Bürgergeldbetrug - Wie Schwarz-Rot uns austrickst (Focus-Briefing)

Bürgergeldbetrug - Wie Schwarz-Rot uns austrickst (Focus-Briefing)
Von Thomas Tuma
Liebe Leserin, Lieber Leser,
der „Herbst der Reformen“ hat begonnen. Und dann gleich mit dem zweitgrößten Aufreger (hinter Migration): dem Bürgergeld. Wow! Endlich werde es „abgeschafft“, freute sich selbst das „Handelsblatt“. Aber das stimmt natürlich nicht. Nichts wird abgeschafft – außer vielleicht ein weiteres Stück Glaubwürdigkeit der Regierung.
Erinnern Sie sich an den Wahlkampf? Das Thema Bürgergeld triggerte die Bevölkerung. Zurecht, denn dessen großzügige Ausgestaltung sowie der Sozialbetrug drumherum scheinen mir mittlerweile die letzten deutschen Wachstumsbranchen zu sein. Warum noch arbeiten, wenn man mit ein paar Abstrichen ein nettes Minimum vom Staat garantiert kriegt? Und offenbar kassieren ja viele hier das Geld, leben aber heimlich längst wieder in ihren Heimatländern wie Rumänien oder Ukraine.
Bis zu 30 Milliarden Euro
könne man sparen, hieß es aus der Union. Selbst nach der Wahl donnerte Friedrich Merz im Spätsommer, zumindest fünf Milliarden Euro (also zehn Prozent des aktuellen Budgets für Bürgergeld inkl. Mieten, Heizung etc.) seien drin. Vergangene Woche tagte der Koalitionsausschuss eine halbe Nacht lang. Der Berliner Berg kreißte – und gebar im Fall Bürgergeld nicht mal ein klitzekleines Mäuschen.Okay, der Druck soll erhöht werden auf manche der 5,5 Millionen Bezieher, die dem Arbeitsmarkt bislang eher reserviert gegenüberstehen. Wer mehrfach nicht zu Terminen im Jobcenter erscheint, muss mit Kürzungen rechnen. Bevor es aber zu Totalsanktionen kommt, sollen die Behörden jeden Einzelfall checken. Dafür haben sie leider weder Personal noch Geld.
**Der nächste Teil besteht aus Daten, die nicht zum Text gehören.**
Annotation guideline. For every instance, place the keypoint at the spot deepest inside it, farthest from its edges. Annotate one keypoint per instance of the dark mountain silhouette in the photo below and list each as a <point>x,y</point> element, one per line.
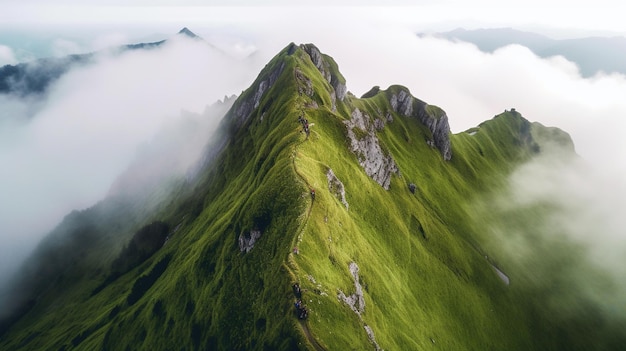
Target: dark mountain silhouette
<point>314,220</point>
<point>34,77</point>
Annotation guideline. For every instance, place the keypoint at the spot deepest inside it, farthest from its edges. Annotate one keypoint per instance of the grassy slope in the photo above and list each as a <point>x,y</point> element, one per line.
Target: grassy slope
<point>426,281</point>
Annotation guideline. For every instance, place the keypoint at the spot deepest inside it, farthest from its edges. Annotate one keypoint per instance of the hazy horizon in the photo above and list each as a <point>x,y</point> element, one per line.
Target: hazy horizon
<point>63,152</point>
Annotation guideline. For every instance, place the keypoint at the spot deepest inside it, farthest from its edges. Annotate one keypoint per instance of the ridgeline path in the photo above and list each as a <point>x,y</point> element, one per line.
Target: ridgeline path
<point>303,323</point>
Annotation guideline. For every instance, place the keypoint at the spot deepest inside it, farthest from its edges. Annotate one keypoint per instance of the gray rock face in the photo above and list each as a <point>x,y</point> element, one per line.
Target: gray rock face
<point>305,86</point>
<point>440,129</point>
<point>244,109</point>
<point>378,165</point>
<point>247,240</point>
<point>355,301</point>
<point>403,103</point>
<point>370,335</point>
<point>336,187</point>
<point>339,89</point>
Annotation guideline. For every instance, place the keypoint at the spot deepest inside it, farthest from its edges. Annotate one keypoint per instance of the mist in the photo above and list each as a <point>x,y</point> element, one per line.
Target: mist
<point>94,119</point>
<point>63,151</point>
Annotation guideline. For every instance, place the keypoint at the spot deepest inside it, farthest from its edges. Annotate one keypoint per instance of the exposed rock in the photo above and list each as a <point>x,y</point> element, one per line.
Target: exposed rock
<point>370,335</point>
<point>333,78</point>
<point>371,156</point>
<point>436,120</point>
<point>305,86</point>
<point>402,103</point>
<point>244,108</point>
<point>355,301</point>
<point>247,240</point>
<point>440,129</point>
<point>336,187</point>
<point>379,124</point>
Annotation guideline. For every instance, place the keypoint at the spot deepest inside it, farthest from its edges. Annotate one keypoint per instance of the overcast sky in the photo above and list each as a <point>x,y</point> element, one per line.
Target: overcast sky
<point>372,45</point>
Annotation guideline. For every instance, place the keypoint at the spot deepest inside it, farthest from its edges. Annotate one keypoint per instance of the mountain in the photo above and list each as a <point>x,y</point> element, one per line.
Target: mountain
<point>592,55</point>
<point>362,208</point>
<point>34,77</point>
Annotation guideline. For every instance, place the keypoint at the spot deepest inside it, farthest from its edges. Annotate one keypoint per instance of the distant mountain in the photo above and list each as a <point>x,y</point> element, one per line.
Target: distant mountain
<point>592,55</point>
<point>315,220</point>
<point>34,77</point>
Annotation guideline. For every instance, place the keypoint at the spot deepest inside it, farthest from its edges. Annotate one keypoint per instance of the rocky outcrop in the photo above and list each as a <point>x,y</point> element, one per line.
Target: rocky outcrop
<point>336,187</point>
<point>370,335</point>
<point>305,86</point>
<point>244,107</point>
<point>355,301</point>
<point>333,77</point>
<point>376,163</point>
<point>432,117</point>
<point>440,129</point>
<point>247,240</point>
Die Folge: Im Alltag wird sich kaum etwas ändern. Die Einsparungen würden „recht klein“ ausfallen, murmelte sogar SPD-Arbeitsministerin Bärbel Bas. Fachleute rechnen gar nicht damit. Seither spielen aber alle bravourös ihre Rollen, vorneweg wieder Bas, die erfolgreich so tat, als sei sie mit den – theoretisch – drakonischen Strafen an die Grenze dessen gegangen, „was verfassungsrechtlich zulässig ist“. Bei ihren schauspielerischen Darbietungen muss sie nie lachen, was schon eine Leistung ist.

Die Grünen warfen Schwarz-Rot trotzdem reflexhaft „soziale Kälte“ vor, die Linken „ekelhafte Sündenbock-Politik auf Kosten der Ärmsten“. Dabei ist der auf der einen Seite propagierte Weltuntergang genauso absurd wie auf der anderen Seite der Jubelsturm.

CSU-Chef Markus Söder freute sich etwa: „Das Bürgergeld ist jetzt Geschichte.“ Wobei – damit hat er sogar recht. Denn es ändert sich zwar nicht, wird aber umbenannt. Nun heißt es „Grundsicherung“. So wie Raider irgendwann Twix hieß.

Das ist die ganz hohe Kunst: Wähler austricksen, ohne etwas Falsches zu sagen. Insofern ist die anstehende „Reform“ immerhin ein rekordverdächtig peinliches Fanal Berliner Symbolpolitik. Übertrieben empört die einen, übertrieben enthusiastisch die anderen – alle haben ihre Rollen gespielt und sich selbst gleich mit belogen.

Wenn das so weitergeht mit dem „Herbst der Reformen“, werden wir noch echte Überraschungen erleben. Ich nehme an, dass man das nächste Projekt – die explodierenden Gesundheitskosten – dann noch schneller lösen wird: Kranksein wird einfach per Kabinettsbeschluss verboten.